I shook my head. "No good, Miss Barstow. Even if I knew I wouldn’t tell you, and since I don’t know we might as well look at the flowers." As I opened the door to the passage Horstmann appeared from the potting room. "All right, Horstmann. May we look around a little?" He nodded and trotted back.
As many times as I had been there, I never went in the plant-rooms without catching my breath. It was like other things I’ve noticed, for instance no matter how often you may have seen Snyder leap in the air and one-handed spear a hot-liner like one streak of lightning stopping another one, when you see it again your heart stops. It was that way in the plant-rooms.

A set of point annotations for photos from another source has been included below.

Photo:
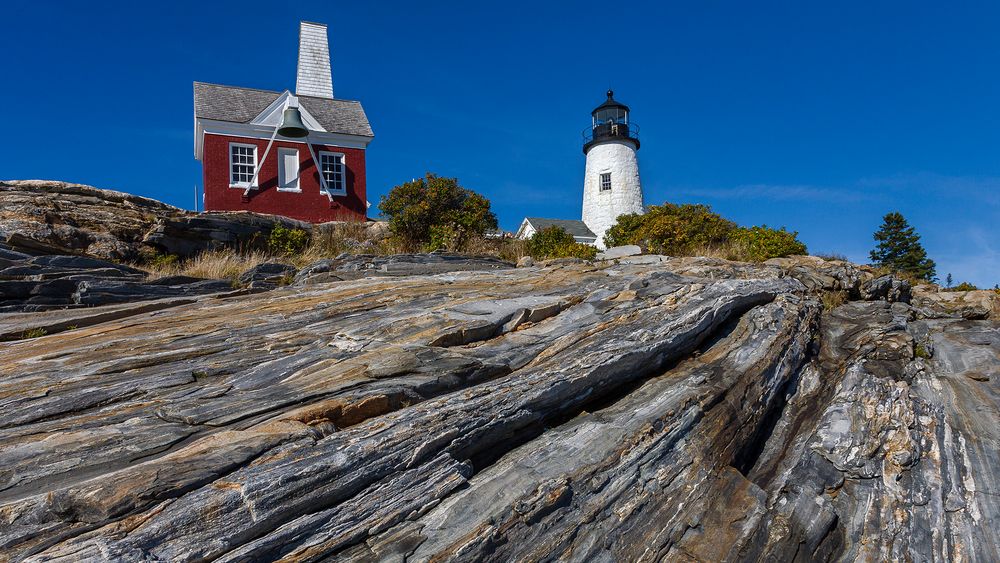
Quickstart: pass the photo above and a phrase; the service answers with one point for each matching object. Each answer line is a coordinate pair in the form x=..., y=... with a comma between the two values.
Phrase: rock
x=619, y=252
x=62, y=218
x=191, y=234
x=39, y=283
x=886, y=288
x=353, y=266
x=47, y=217
x=439, y=407
x=268, y=275
x=978, y=304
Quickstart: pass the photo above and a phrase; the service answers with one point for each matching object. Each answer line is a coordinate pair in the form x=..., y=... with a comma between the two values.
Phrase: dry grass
x=216, y=265
x=914, y=281
x=330, y=242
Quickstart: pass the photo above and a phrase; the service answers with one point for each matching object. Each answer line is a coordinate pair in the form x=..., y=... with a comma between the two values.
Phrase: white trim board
x=211, y=127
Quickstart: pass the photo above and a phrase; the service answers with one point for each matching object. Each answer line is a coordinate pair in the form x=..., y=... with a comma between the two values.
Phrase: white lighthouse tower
x=611, y=182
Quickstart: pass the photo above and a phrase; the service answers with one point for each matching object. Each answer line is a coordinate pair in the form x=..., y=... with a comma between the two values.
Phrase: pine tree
x=899, y=248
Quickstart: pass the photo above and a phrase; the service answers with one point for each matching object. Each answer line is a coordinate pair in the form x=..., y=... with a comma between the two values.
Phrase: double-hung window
x=606, y=182
x=334, y=172
x=242, y=163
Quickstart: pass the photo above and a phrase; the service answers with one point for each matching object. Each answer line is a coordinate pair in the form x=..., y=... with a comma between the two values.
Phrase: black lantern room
x=610, y=122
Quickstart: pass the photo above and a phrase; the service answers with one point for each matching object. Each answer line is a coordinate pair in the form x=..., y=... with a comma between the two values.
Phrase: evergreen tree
x=899, y=248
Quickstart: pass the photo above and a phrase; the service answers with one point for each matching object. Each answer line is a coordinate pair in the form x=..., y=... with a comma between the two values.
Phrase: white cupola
x=611, y=184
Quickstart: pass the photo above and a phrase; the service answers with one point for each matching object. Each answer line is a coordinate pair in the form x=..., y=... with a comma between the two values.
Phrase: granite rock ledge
x=670, y=409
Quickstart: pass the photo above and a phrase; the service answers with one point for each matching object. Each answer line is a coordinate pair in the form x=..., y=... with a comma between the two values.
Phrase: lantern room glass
x=610, y=115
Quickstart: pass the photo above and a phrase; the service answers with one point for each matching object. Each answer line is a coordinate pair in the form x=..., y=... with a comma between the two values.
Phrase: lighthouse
x=611, y=184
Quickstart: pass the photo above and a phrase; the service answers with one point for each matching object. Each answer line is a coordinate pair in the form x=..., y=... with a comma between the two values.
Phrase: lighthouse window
x=334, y=174
x=242, y=163
x=606, y=182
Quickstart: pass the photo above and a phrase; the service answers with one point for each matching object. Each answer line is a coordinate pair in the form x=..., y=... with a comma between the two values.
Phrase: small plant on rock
x=763, y=243
x=964, y=286
x=285, y=241
x=555, y=242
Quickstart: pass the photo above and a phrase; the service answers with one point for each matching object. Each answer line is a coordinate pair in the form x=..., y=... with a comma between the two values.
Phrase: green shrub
x=436, y=212
x=34, y=333
x=555, y=242
x=964, y=286
x=921, y=351
x=162, y=261
x=286, y=241
x=671, y=229
x=763, y=243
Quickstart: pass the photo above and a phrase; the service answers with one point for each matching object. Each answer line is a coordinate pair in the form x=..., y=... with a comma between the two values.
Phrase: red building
x=299, y=155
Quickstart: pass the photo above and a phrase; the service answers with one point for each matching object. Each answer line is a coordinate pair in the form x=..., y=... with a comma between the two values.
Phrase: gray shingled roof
x=575, y=227
x=241, y=105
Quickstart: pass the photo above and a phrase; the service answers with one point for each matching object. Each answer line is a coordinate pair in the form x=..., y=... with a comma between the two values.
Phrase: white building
x=611, y=185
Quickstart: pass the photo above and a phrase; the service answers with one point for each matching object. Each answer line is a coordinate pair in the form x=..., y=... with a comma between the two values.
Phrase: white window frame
x=253, y=167
x=331, y=187
x=600, y=180
x=282, y=152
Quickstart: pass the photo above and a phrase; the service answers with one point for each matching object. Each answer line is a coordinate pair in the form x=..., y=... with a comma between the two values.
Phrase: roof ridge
x=239, y=87
x=274, y=91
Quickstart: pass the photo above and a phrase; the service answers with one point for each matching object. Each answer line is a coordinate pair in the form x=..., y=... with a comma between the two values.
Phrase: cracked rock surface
x=639, y=410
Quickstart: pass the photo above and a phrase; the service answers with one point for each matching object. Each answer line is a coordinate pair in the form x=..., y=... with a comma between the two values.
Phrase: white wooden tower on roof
x=313, y=73
x=611, y=184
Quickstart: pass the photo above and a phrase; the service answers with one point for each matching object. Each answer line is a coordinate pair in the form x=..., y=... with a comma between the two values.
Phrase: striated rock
x=39, y=283
x=268, y=275
x=354, y=266
x=619, y=252
x=63, y=218
x=935, y=303
x=191, y=234
x=47, y=217
x=439, y=407
x=885, y=288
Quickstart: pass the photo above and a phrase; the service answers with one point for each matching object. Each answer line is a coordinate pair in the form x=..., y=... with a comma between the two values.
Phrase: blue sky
x=818, y=116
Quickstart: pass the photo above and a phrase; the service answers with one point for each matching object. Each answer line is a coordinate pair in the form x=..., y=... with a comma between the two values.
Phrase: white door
x=288, y=170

Wolfe used concrete benches and angle-iron staging, with a spraying system Horstmann had invented for humidity. There were three main rooms, one for Cattleyas Laelias and hybrids, one for Odontoglossums, Oncidiums and Miltonia hybrids, and the tropical room. Then there was the potting room, Horstmann’s den, and a little corner room for propagation. Supplies-pots, sand, sphaguum, leafmold, loam, osmundine, charcoal, and crocks-were kept in an unheated and unglazed room in the rear alongside the shaft where the outside elevator came up.
Since it was June the lath screens were on, and the slices of shade and sunshine made patterns everywhere-on the broad leaves, the blossoms, the narrow walks, the ten thousand pots. I liked it that way, it seemed gay.
It was a lesson to watch the flowers get Miss Barstow. Of course when she went in she felt about as much like looking at flowers as I did like disregarding her mother’s ad, and down the first rows of Cattleyas she tried to be polite enough to pretend there was something there to see. The first one that really brought her up was a small side-bunch, only twenty or so, of Laeliocattleya Lustre. I was pleased because it was one of my favorites. I stopped behind her.
"Astonishing," she said. "I’ve never seen one like that. The colors-amazing."
"Yes. It’s a bi-generic hybrid, they don’t come in nature like that."